The aim of section 31D of the Act is to govern statutory licensing for broadcasting organizations, particularly in relation to radio and television broadcasting. The purpose of the statutory license provided in this section is to make it easier to play sound recordings on broadcasts and to guarantee that copyright holders receive appropriate payment. section 2(ff) of the Act defines ‘communication to the public’ as including different methods of distribution like satellite, cable, or simultaneous communication to multiple households. The Department for Promotion of Industry and Internal Trade has expanded the interpretation of this broad definition to cover online broadcasting, broadening the reach of section 31D to include internet broadcasting.

POSSIBLE SOLUTION

One practical way to handle the balance between innovation and intellectual property rights in Section 31D is to create a tiered licensing system that suits different types of broadcasting platforms. This model is able to classify platforms according to how they are used (e.g., conventional broadcasting, interactive streaming, non-interactive streaming) and their technological characteristics. Royalty rates and compliance requirements would adjust based on platform type, guaranteeing fair treatment without overwhelming smaller or newer players. In order to promote transparency, an impartial entity like a revamped Copyright Board could oversee a publicly available database of royalty rates, helping to guide negotiations and reduce conflicts. India could follow the example of the U.S. Music Modernization Act by implementing a blanket licensing system for internet broadcasters, while also providing flexibility for on-demand services.

Ultimately, implementing a collaborative governance structure, in which copyright holders, broadcasters, and technology experts work together to establish equitable practices, can foster a flexible regulatory framework. This method would showcase changing digital patterns while guaranteeing equitable payment for creators and smooth public entry to content.

CONCLUSION

Considering internet and online streaming platforms as Broadcasting Organisations under Section 31D would ensure fairness among all broadcasting mediums when it comes to showcasing copyrighted content. The creators of the work will receive fair compensation in the form of a set royalty, while the general public will be able to enjoy access to the copyrighted material. This measure would improve the organization and transparency of the licensing model for broadcasting companies. The most recent 161st Report of the Rajya Sabha Parliamentary Standing Committee explains that the Legislature plans to incorporate internet and online streaming platforms under Section 31D, acknowledging them as broadcasting organizations. This update signifies a change in legislative purpose to include these contemporary broadcasting methods. 
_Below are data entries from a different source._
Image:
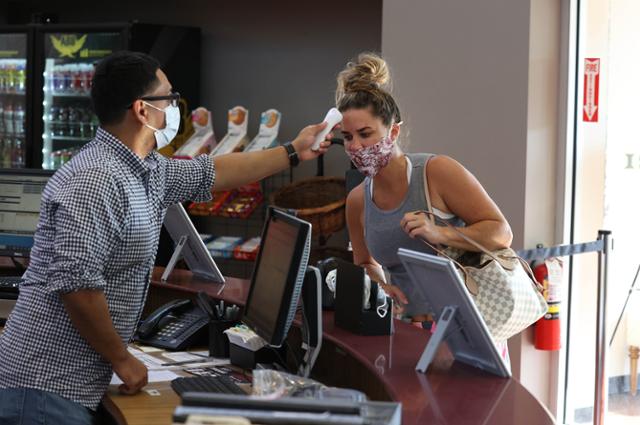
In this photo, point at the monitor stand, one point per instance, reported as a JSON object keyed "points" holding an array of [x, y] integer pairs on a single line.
{"points": [[311, 296], [442, 326], [177, 253]]}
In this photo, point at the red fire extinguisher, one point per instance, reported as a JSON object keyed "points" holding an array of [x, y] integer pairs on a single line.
{"points": [[547, 329]]}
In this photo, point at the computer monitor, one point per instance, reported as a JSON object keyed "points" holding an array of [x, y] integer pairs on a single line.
{"points": [[278, 276], [20, 194], [459, 321], [189, 245]]}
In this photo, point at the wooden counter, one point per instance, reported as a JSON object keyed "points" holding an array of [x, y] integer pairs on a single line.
{"points": [[380, 366]]}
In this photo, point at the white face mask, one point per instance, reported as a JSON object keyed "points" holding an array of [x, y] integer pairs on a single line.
{"points": [[172, 118]]}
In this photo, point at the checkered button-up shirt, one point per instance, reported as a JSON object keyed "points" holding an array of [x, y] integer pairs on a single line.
{"points": [[100, 221]]}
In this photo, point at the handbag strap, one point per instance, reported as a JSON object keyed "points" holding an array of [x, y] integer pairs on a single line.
{"points": [[469, 282], [435, 219], [480, 248]]}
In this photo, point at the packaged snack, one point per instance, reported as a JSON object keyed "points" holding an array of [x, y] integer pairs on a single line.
{"points": [[248, 250], [223, 246], [206, 238], [211, 207], [202, 140], [242, 205], [236, 137], [268, 132]]}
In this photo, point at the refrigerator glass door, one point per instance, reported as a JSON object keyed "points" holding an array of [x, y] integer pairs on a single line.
{"points": [[13, 99], [69, 121]]}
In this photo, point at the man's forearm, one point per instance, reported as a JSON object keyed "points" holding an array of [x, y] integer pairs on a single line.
{"points": [[237, 169], [89, 313]]}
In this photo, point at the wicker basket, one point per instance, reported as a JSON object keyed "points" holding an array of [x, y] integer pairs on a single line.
{"points": [[318, 200]]}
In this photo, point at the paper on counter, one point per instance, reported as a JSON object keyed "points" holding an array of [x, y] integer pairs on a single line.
{"points": [[154, 376], [149, 361], [183, 356]]}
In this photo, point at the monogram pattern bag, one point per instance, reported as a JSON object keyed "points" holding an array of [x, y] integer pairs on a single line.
{"points": [[501, 284]]}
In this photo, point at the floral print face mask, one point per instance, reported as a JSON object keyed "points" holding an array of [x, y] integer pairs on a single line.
{"points": [[369, 160]]}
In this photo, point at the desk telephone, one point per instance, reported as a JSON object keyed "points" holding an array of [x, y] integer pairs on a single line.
{"points": [[174, 326]]}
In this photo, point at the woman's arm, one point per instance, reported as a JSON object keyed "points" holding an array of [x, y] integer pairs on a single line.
{"points": [[452, 188]]}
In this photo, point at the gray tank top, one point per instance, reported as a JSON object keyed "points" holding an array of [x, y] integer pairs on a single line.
{"points": [[384, 235]]}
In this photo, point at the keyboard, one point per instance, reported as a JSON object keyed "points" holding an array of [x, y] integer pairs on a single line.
{"points": [[206, 384]]}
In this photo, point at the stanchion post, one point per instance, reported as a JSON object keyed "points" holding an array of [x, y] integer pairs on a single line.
{"points": [[601, 393]]}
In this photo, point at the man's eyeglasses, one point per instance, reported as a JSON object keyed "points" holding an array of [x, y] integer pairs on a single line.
{"points": [[173, 99]]}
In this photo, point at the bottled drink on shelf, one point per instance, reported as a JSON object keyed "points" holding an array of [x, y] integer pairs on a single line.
{"points": [[3, 77], [58, 79], [21, 78], [85, 123], [62, 126], [72, 122], [55, 160], [17, 153], [6, 148], [52, 119], [18, 120], [8, 119], [88, 76], [1, 120], [94, 124], [10, 77]]}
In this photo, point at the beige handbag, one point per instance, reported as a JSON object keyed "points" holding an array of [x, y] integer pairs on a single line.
{"points": [[500, 282]]}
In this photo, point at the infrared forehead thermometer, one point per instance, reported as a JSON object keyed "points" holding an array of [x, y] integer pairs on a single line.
{"points": [[332, 118]]}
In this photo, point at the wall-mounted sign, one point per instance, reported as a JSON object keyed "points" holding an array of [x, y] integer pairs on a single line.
{"points": [[591, 89]]}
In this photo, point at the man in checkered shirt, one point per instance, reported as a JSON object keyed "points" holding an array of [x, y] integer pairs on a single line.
{"points": [[95, 246]]}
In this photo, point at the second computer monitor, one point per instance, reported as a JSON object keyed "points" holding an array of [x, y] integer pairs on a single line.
{"points": [[20, 195], [278, 276]]}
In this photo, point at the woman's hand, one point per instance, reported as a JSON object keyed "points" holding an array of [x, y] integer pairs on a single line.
{"points": [[417, 224]]}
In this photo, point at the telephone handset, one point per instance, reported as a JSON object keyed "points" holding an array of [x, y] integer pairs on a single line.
{"points": [[174, 326]]}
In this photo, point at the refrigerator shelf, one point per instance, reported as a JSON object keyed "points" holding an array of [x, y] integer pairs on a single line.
{"points": [[70, 138], [77, 95]]}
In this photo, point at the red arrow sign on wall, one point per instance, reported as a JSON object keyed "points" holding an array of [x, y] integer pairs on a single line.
{"points": [[591, 89]]}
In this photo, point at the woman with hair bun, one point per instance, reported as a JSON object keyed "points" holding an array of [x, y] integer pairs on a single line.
{"points": [[383, 211]]}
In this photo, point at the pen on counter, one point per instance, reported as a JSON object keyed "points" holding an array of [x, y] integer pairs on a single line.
{"points": [[186, 362], [202, 299]]}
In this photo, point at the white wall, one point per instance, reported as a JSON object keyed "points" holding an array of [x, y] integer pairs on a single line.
{"points": [[479, 81]]}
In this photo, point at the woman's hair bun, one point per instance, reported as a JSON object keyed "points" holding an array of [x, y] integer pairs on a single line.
{"points": [[367, 73]]}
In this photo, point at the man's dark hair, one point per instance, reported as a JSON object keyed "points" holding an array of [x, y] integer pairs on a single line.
{"points": [[119, 80]]}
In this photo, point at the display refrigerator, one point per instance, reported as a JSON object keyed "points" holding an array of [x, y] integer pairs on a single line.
{"points": [[64, 61], [15, 95]]}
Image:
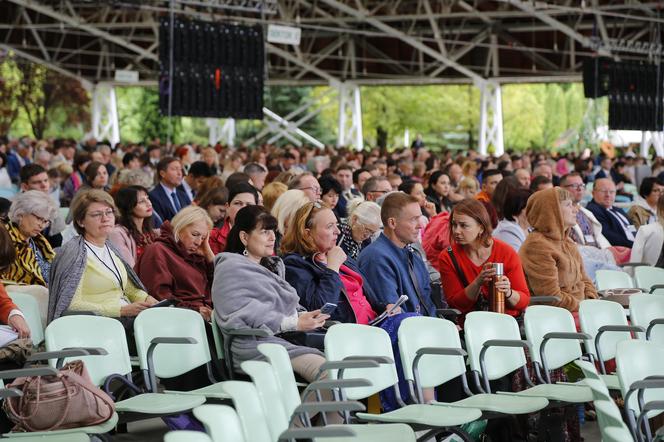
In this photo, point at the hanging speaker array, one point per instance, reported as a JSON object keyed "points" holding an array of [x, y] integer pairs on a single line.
{"points": [[634, 91], [217, 69]]}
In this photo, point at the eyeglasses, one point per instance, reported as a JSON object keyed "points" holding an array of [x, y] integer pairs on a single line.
{"points": [[42, 221], [101, 214], [315, 189]]}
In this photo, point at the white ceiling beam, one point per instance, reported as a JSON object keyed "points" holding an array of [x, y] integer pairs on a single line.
{"points": [[77, 22], [52, 66], [555, 24], [272, 49], [405, 38]]}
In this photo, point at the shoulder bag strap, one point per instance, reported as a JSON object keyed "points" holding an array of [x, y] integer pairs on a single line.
{"points": [[455, 263], [413, 277]]}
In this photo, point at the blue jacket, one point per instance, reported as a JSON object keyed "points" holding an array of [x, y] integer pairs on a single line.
{"points": [[163, 204], [316, 285], [611, 227], [385, 267]]}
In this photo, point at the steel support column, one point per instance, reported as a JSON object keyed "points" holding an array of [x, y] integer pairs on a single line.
{"points": [[655, 139], [350, 116], [491, 118], [105, 125], [221, 133]]}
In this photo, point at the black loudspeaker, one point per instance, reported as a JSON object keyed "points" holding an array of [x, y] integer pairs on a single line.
{"points": [[217, 69], [596, 77]]}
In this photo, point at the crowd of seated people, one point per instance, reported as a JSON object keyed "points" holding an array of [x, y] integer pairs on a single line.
{"points": [[274, 234]]}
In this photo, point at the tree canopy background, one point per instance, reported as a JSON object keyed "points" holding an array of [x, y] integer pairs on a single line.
{"points": [[40, 103]]}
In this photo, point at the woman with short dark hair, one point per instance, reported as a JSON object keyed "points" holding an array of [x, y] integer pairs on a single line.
{"points": [[133, 231], [466, 266]]}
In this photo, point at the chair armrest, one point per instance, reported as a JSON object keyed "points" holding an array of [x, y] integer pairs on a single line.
{"points": [[653, 323], [150, 354], [340, 365], [535, 300], [441, 351], [329, 384], [66, 353], [447, 313], [620, 328], [378, 359], [634, 264], [10, 392], [332, 406], [25, 372], [248, 332], [79, 313], [314, 433]]}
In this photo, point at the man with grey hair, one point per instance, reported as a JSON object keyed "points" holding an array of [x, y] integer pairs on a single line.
{"points": [[375, 187], [257, 173]]}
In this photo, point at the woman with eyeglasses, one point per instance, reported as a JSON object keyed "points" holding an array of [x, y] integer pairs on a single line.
{"points": [[88, 273], [30, 213], [321, 272], [134, 230], [362, 224]]}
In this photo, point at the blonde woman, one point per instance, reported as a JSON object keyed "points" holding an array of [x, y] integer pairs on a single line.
{"points": [[179, 264]]}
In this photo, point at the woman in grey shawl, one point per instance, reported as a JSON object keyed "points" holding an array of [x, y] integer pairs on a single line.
{"points": [[249, 291]]}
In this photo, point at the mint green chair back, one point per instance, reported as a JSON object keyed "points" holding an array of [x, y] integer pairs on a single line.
{"points": [[645, 308], [247, 404], [635, 361], [186, 436], [262, 375], [418, 332], [542, 319], [646, 277], [345, 340], [221, 422], [30, 309], [277, 356], [613, 279], [171, 360], [484, 326], [92, 331], [594, 313]]}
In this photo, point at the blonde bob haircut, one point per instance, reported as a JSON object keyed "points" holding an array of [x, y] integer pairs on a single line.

The Music Modernization Act of 2018 in the USA  is a prime illustration of how internet streaming services and statutory licensing can be effectively incorporated into copyright law. It achieved a fine equilibrium by safeguarding the rights of music creators and publishers to reward their creativity, while also streamlining licensing procedures for on-demand streaming services, making it easier for the public to access musical works. It is important to encourage the creation of new music by protecting creators’ rights and ensuring they are compensated, but it is also crucial to promote innovation in delivering recorded music for greater social benefit.